Fantasticland was, well, fantastic. I want it noted that because the author was so well written, this book was actually dull in the beginning. I really felt like I was reading interviews from the rescue workers perspective, or a management standpoint, at first. Then he delves into the tribes, the set ups and he does it all with such finess, that you could believe this was a true story. It was sick and dark and give me the brutality I crave from a novel like this. But it’s done so skillfully that you find yourself feeling bad for certain people and hating others strongly. This book will make you take a look at how our society could realistically breed a situation like this. It makes you think about what kind of people are really out there, working with you every day, and if a crisis of that magnitude were to come our way, who could you trust?
This had such a strong sense of the depravity of human nature and what it can lead us individuals to do.

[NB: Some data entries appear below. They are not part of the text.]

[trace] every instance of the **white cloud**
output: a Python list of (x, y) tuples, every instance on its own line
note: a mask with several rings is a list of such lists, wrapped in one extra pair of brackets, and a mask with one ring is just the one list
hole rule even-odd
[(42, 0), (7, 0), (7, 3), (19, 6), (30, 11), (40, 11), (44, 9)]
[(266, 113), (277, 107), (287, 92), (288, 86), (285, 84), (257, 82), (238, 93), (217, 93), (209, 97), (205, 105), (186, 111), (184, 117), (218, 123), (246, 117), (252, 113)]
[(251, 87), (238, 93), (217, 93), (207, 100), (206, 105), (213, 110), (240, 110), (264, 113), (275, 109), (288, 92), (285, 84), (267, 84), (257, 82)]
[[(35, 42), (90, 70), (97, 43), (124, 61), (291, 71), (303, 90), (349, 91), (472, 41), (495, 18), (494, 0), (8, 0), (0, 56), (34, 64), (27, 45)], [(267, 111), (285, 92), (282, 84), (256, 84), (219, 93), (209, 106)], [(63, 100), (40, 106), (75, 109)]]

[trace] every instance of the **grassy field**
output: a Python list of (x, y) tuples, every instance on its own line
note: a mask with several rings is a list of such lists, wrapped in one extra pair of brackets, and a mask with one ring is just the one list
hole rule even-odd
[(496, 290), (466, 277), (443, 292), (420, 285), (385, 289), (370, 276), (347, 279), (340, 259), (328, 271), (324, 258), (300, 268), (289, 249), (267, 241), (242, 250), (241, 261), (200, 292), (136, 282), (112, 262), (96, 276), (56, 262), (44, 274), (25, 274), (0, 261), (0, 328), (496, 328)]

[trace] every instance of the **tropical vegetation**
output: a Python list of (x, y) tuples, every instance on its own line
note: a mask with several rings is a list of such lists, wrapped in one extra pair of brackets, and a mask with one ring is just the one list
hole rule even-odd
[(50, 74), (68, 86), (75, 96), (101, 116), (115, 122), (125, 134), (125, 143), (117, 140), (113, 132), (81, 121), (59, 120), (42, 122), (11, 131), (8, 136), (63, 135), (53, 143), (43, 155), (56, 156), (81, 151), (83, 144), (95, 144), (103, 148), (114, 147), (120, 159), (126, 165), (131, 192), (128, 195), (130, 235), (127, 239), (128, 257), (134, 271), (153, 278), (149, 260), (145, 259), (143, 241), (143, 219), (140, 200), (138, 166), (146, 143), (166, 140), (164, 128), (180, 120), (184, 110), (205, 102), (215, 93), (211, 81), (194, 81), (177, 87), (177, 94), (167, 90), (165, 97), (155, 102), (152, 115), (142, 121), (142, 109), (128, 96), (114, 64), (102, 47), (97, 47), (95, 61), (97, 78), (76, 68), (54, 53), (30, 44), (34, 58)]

He’ll make you see things from a murderers perspective and then flip it again so you never know, who was really a victim here? It was a wonderful read. I loved the themes and how strongly they were introduced and by seemingly every day people.
I gave it 4.5 out of 5 stars purely for the slow, but necessary startup. This one is quotable and horrifying at the same time. It’s everything I’d want to see in a novel and nothing I’d want to happen to any real person.